基于 BMINet 的场景文本检测和识别双重监督

场景文本检测和识别目前是计算机视觉领域的重要研究领域，在智能驾驶和自动化生产等领域有着广泛的潜在应用。然而，现有的主流方法都存在明显的缺陷，包括文本区域检测不完整、背景噪声过大以及忽略全局信息和上下文相关性。在本研究中，我们介绍了基于边界拟合的创新性场景文本检测方法 BMINet，以及结合文本区域校正的双重监督场景文本识别方法。BMINet 框架主要由边界拟合模块和多尺度融合模块组成。边界拟合模块沿着预测的边界等距采样特定数量的控制点，并调整它们的位置，使检测框与文本形状更好地对齐。多尺度融合模块整合来自多尺度特征图的信息，以扩大网络的感受野。结合文本区域校正的双重监督场景文本识别方法集成了旋转矩形框和二值图像分割的图像处理模块。此外，它还引入了一个校正网络来细化文本区域边界。该方法整合了基于 CTC 损失和注意力机制的识别技术，强调文本图像中的纹理细节和上下文依赖关系，通过双重监督提高网络性能。广泛的消融和对比实验证实了两阶段模型在实现稳健检测和识别结果方面的功效，在 Total-Text 数据集上实现了 80.6% 的识别准确率。

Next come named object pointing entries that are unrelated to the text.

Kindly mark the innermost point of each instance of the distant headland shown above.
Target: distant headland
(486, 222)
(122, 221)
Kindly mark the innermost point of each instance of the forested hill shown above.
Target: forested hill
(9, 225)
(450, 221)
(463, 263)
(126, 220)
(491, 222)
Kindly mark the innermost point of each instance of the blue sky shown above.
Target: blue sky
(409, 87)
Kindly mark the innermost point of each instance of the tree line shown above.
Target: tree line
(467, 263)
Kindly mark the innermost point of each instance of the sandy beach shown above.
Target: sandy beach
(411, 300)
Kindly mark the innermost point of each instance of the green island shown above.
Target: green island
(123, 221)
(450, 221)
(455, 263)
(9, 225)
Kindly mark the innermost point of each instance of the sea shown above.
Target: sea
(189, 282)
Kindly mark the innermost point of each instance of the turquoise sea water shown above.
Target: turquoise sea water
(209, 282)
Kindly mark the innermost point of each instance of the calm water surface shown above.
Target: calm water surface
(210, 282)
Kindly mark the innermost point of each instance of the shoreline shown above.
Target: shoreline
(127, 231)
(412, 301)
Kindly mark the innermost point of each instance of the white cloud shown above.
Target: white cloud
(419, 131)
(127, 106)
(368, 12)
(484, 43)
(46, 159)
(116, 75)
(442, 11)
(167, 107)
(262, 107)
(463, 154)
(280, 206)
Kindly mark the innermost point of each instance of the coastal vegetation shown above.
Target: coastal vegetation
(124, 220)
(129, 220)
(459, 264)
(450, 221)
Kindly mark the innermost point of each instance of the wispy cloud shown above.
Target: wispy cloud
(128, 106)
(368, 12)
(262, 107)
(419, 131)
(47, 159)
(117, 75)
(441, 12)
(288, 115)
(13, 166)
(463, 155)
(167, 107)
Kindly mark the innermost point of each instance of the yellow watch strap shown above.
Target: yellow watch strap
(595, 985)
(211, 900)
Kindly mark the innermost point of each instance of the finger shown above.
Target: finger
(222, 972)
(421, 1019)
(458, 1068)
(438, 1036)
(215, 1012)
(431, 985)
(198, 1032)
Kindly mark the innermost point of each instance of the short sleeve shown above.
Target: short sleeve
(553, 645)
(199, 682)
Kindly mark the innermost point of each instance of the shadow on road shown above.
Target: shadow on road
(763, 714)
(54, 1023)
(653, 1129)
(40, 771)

本文章由计算机程序翻译，如有差异，请以英文原文为准。

求助全文

约1分钟内获得全文去求助

来源期刊

Signal Processing-Image Communication 工程技术-工程：电子与电气

CiteScore

8.40

自引率

2.90%

发文量

138

审稿时长

5.2 months

期刊介绍： Signal Processing: Image Communication is an international journal for the development of the theory and practice of image communication. Its primary objectives are the following: To present a forum for the advancement of theory and practice of image communication. To stimulate cross-fertilization between areas similar in nature which have traditionally been separated, for example, various aspects of visual communications and information systems. To contribute to a rapid information exchange between the industrial and academic environments. The editorial policy and the technical content of the journal are the responsibility of the Editor-in-Chief, the Area Editors and the Advisory Editors. The Journal is self-supporting from subscription income and contains a minimum amount of advertisements. Advertisements are subject to the prior approval of the Editor-in-Chief. The journal welcomes contributions from every country in the world. Signal Processing: Image Communication publishes articles relating to aspects of the design, implementation and use of image communication systems. The journal features original research work, tutorial and review articles, and accounts of practical developments. Subjects of interest include image/video coding, 3D video representations and compression, 3D graphics and animation compression, HDTV and 3DTV systems, video adaptation, video over IP, peer-to-peer video networking, interactive visual communication, multi-user video conferencing, wireless video broadcasting and communication, visual surveillance, 2D and 3D image/video quality measures, pre/post processing, video restoration and super-resolution, multi-camera video analysis, motion analysis, content-based image/video indexing and retrieval, face and gesture processing, video synthesis, 2D and 3D image/video acquisition and display technologies, architectures for image/video processing and communication.